In other words, he was not trying to tell everyone to program by proof, nor did he do it in his own work; rather, he wanted people to have the proving mindset (as opposed to the "hey, it works, ship it!" mindset). Dijkstra was aware of Knuth's famous quote, "Be careful about using the following code — I've only proven that it works, I haven't tested it." In the OP I tried to show that all three of these programmers have that mindset, but it manifests in strikingly different ways. There are many techniques that can be used, but the underlying principal is the same for all of them.
And I think you will agree that NPM is just crying out for a little more formality :)
Then maybe we've learned that choosing to use hyperbolic quotes for blog posts can lead to unnecessary disagreement, or perhaps in our case, violent agreement? ;)
> And I think you will agree that NPM is just crying out for a little more formality :)
Oh hell yes, and how.
>or perhaps in our case, violent agreement?
I updated the essay to hopefully make it more clear, as a result of our discussion.
And then there are the programmers that actually write code on big, complex projects. Somehow you don't hear about these people very much.
Don't get me wrong, good theory matters. But good, clean design also matters. Clarity of thought (about the problem space as well as the theory) matters. Good tests matter. (Someone said, "It's amazing how many bugs a proven-correct program can have.") Good process matters. It all matters.
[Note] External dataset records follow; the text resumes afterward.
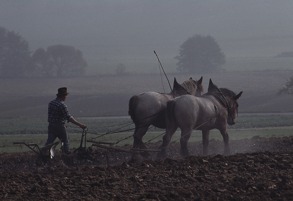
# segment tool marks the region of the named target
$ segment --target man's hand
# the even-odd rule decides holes
[[[81,128],[84,130],[87,128],[86,126],[84,124],[82,124],[80,126],[79,126],[79,127]]]

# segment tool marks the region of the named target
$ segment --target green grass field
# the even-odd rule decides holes
[[[293,115],[289,115],[240,116],[236,119],[237,122],[234,126],[229,127],[228,133],[231,140],[250,139],[256,136],[267,138],[290,136],[293,133],[292,119]],[[97,141],[117,143],[116,144],[119,146],[132,144],[133,143],[132,131],[103,135],[101,134],[113,131],[115,131],[113,132],[114,132],[134,128],[134,125],[131,124],[131,120],[129,119],[78,118],[77,119],[83,121],[89,128],[86,135],[87,139],[95,138],[94,140]],[[5,126],[0,129],[1,134],[0,135],[0,153],[30,150],[25,145],[14,144],[13,142],[22,142],[27,144],[36,143],[40,147],[42,146],[47,139],[47,123],[46,120],[44,118],[0,119],[0,123]],[[68,125],[71,126],[73,124]],[[116,130],[124,126],[125,127]],[[80,129],[71,128],[67,129],[70,134],[70,147],[76,148],[80,145],[82,131]],[[163,135],[162,134],[164,132],[164,129],[154,128],[150,129],[144,136],[143,140],[146,142],[154,138],[151,142],[156,142],[162,139]],[[173,136],[172,141],[177,140],[179,142],[180,136],[180,131],[178,131]],[[200,131],[194,131],[189,141],[191,142],[200,141],[202,137]],[[216,129],[211,131],[209,138],[210,139],[214,138],[223,140],[219,131]],[[123,140],[118,142],[122,140]],[[91,143],[87,143],[87,146],[89,146]]]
Also, some don't care to write or proselytize.
1. George W. Bush, Caesar Augustus, Genghis Khan, Alexander the Great, Qin Shi Huang
2. Bob Martin, Donald Knuth, Edsger W. Dijkstra
Why do you think it is awful? The parts of his code that I've looked at (admittedly mainly qmail) have been great.
You remember wrong, I had no trouble understanding qmail, neither the structure nor the code itself.
Most programmers I know simply demand the requirements are "clear". Unfortunately that often doesn't work, as it would require explaining half a year's worth of economic theory and then another half a year detailing a client firm's experiences selling X/manufacturing Y/...
There's just no working with that. You cannot think of all the possibilities because you cannot attach reasonable chances of actually happening to anything.
When starting a mission I always make a point of spending at least a few days manually solving the problem the software I write will solve. Because doing so lets me know what I know and don't know, and actually doing so informs me of both shortcuts used in practice and political problems/attitude towards automation.
Without reasonably correctly assessing all of this a software design needs to get very lucky to work at all.
Work on the server side.
Avoid anything that is multi threaded.
Always read an order of magnitude more code than you write.
(Any code, in any way. Debugging included.)